I am involved in two data-science projects: marijuana and wine
Marijuana. Working with PhD student Cyrus Dioun, I am studying the emerging marijuana market. Every week, we scrape data for medical and recreational marijuana providers from commercial aggregators. We will assess how shifts in regulatory regimes at the local, state, and national level affect the growth of this market and the proliferation of novel products, and we will study spillovers across regulatory boundaries. We are also scraping data on user-identified effects of different marijuana strains from commercial aggregators. We will use topic modelling to identify themes. Combining topic data with other data on marijuana providers will allow us to map how marijuana is perceived by different users (e.g., recreational versus medical users). We will also be able to chart both the positive and negative effects of various strains of marijuana.

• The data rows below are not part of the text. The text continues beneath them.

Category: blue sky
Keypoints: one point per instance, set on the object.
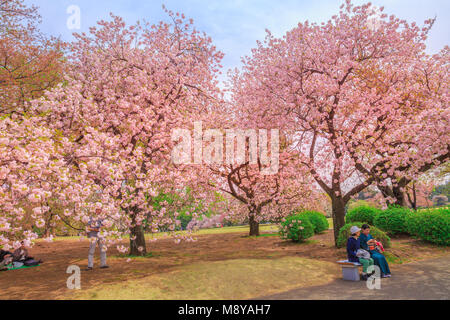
(235, 25)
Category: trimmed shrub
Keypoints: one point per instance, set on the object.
(344, 234)
(364, 214)
(430, 225)
(318, 220)
(296, 228)
(392, 220)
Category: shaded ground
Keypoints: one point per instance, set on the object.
(422, 280)
(49, 280)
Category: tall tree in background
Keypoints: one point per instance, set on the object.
(320, 83)
(30, 62)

Wine. With Cyrus Dioun, I am studying the US wine market. We are gathering wine ratings and tasting notes from several sites. Our goal is to assess how relationships between reviews (tasting scores) and product attributes (words and phrases describing wine) vary across types of wine, by price, by location and how they co-evolve over time. We will begin by counting the number of times certain words and phrases appear in each review, analyzing three aspects of cultural vocabulary: words and phrases denoting particular varietals, descriptions of specific tastes and smells, and general evaluation. Lists in all three categories will come from several wine-tasting guides. We will regress wine ratings on the number and presence of particular vocabulary items and will assess the contingent effects of wine type, price, and location.